We adhere to this interpretation today. Although acknowledging that the IRS held valid liens against Deutchman's property, the plan nowhere acknowledged that the IRS's claims were allowed secured claims by virtue of these liens and Deutchman's failure to object to the IRS's proof of claim. Instead, the plan improperly characterized all of the IRS's claims as Priority II unsecured claims under § 507 and created additional confusion by setting forth an unclear payment schedule.
In Cen-Pen, we discouraged efforts by debtors to misrepresent the nature of their debts, and we made clear that such efforts could not provide a basis for avoiding liens. See id. at 94. We therefore hold that, in order to “provide for” a creditor for purposes of § 1327(c), the plan must, at a minimum, clearly and accurately characterize the creditor's claim throughout the plan. Accordingly, Deutchman's plan did not “provide for” the allowed secured claim of the IRS because the plan did not consistently identify any IRS claim as a secured claim. Such lack of clarity could only mislead both the secured creditor and the bankruptcy court, as well as cause improper treatment of the secured claims in the confirmed plan, and we will not condone it.
Another fatal consequence of Deutchman's plan was its failure to give specific notice to the IRS of Deutchman's intent to accord the liens less than full protection. See Piedmont Trust Bank v. Linkous (In re Linkous), 990 F.2d 160, 162-63 (4th Cir.1993). Linkous involved a debtor who had failed to provide a secured creditor with information of the debtor's intent to have the secured claims reevaluated under § 506(a) by the bankruptcy judge at the upcoming confirmation hearing. We held that the lack of adequate notice alone denied the secured creditor due process and that, accordingly, the confirmation order devaluing the claims would not be given preclusive effect. See id. at 163. The same result obtains here. Deceptive information is equivalent to no notice at all, and for lack of specific notice, Deutchman's efforts fail.
Accordingly, the judgment of the district court holding that completion of the payments called for under the terms of the confirmed plan could not extinguish the liens is affirmed.
1. The plan itself referred to 11 U.S.C.A. § 507(a)(7) (West 1993), which was subsequently recodified at § 507(a)(8).

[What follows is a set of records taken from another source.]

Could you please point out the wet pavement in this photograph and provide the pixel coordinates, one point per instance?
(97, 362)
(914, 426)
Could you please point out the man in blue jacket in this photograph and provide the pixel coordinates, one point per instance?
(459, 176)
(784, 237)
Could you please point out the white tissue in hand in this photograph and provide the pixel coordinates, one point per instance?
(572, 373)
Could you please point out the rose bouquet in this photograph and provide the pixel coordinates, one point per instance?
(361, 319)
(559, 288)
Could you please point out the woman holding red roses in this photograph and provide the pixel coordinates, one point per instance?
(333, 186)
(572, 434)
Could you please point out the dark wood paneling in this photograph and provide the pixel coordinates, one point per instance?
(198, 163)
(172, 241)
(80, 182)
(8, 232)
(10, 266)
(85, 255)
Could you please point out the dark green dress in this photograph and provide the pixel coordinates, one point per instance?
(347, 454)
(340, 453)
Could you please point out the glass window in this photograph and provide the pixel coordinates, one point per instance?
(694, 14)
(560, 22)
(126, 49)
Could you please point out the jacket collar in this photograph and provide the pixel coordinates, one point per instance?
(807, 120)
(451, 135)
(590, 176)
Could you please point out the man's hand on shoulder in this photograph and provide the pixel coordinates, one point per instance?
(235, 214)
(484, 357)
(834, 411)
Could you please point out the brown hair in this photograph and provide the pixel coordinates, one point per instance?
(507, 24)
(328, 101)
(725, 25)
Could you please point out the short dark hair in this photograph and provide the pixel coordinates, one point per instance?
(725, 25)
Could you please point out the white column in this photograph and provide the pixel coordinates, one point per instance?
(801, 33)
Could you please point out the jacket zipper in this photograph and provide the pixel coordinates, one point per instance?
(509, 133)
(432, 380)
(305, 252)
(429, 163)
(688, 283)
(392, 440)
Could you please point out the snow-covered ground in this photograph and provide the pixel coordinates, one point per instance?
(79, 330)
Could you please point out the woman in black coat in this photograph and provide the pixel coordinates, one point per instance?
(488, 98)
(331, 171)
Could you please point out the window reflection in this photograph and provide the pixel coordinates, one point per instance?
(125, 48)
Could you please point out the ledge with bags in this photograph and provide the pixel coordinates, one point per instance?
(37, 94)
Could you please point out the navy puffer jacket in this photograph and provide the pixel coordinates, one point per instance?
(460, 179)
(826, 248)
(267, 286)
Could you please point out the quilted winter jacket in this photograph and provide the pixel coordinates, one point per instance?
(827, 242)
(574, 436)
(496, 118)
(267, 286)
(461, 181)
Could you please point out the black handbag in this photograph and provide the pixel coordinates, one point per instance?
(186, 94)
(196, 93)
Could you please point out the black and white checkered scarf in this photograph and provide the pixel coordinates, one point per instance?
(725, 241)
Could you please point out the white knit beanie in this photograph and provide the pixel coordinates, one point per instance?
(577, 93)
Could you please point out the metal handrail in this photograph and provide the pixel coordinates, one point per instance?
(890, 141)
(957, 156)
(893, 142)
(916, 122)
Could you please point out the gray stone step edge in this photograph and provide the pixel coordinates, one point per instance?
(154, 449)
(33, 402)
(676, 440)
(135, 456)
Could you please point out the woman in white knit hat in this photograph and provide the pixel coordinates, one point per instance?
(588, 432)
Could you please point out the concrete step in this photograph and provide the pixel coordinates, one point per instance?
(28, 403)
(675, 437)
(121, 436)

2. Deutchman has not satisfactorily explained the basis for reducing the IRS's secured claim, or for eliminating the presumably valid liens upon his property. There is no indication that he believed that the liens were invalid or that the claim was not legitimate. Nor is there any reason to believe that the property securing the claim was of insufficient value to secure any portion of the claim. Rather, it appears that Deutchman simply attempted to eliminate valid liens securing an unchallenged claim by calling the claim something that everyone agrees it was not-a § 507 unsecured priority claim.
Affirmed by published opinion. Judge TRAXLER wrote the opinion, in which Judge LUTTIG and Judge DIANA GRIBBON MOTZ joined.